Her first such comments were made in response to protests that encompassed much of Sistan and Baluchistan Province in February after government authorities clashed with fuel porters in the border region. That unrest roughly coincided with the start of far-reaching protests by Iranian pensioners whose income remains stagnant as the cost of living exceeds their means by an ever wider margin. These protests continue to date and have been joined by other demonstrations with a similar focus but featuring younger crowds and an emphasis on different specific policies and conditions.
One thing that most of the economic protests have in common is that they have lately endorsed a pending boycott of the presidential election. Pensioners and young investors alike have been heard to chant, “We have seen no justice; we will not vote anymore.” In this way, they have begun to hint at the very same sentiment that defined the 2018 and 2019 uprisings: namely that the solution to Iran’s dire social problems cannot come from inside the existing regime but must be the result of comprehensive change driven by the civilian population.
This message was made significantly more explicit in recent days as a video began circulating on Iranian social media, which featured another specific group’s endorsement of the electoral boycott. In it, a number of mothers who have lost children to the regime’s political violence during the November 2019 uprising. “We all want to overthrow the mullahs’ regime,” they said in unison at the outset of the recording. “Our vote is regime change.”

 

That same phrase has appeared in graffiti and on posters all across Iran in recent weeks – reportedly the work of MEK’s “Resistance Units”.
In the aforementioned video, one grieving mother suggested that anyone who votes next month will be supporting the system that killed her son and that she will “hold them accountable in this world and in the afterlife.” Another addressed viewers directly and said, “If you love us, if you care for the blood of our loved ones, do not vote.”

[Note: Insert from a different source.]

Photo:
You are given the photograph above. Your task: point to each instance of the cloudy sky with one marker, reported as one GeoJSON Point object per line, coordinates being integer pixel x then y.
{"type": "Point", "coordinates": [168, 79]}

While each of the video’s participants appealed primarily to their fellow Iranians, some of their statements maybe even more relevant to Western policymakers, many of whom have clung for at least the past eight years to a narrative that says reformist officials in the Iranian regime are materially better than their hardline counterparts.
One woman rejected this notion explicitly when she said, “If our vote was supposed to fix anything, it would have happened in the last 40 years, but it did not.” She went on to characterize the November 2019 crackdown as a direct result of that 40-year history and thus as a likely preview of things to come if the Iranian regime continues to claim legitimacy in the wake of sham elections like the one that will take place on June 18.
The Iranian people have already cast their vote in November 2019 uprising by chanting “death to dictator,” and they will again deny any legitimacy for the regime through an electoral boycott. But the Western powers and the United Nations should reiterate the people’s message by further isolating the anti-democracy regime on the international stage and prevent any political or economic assistance to this regime.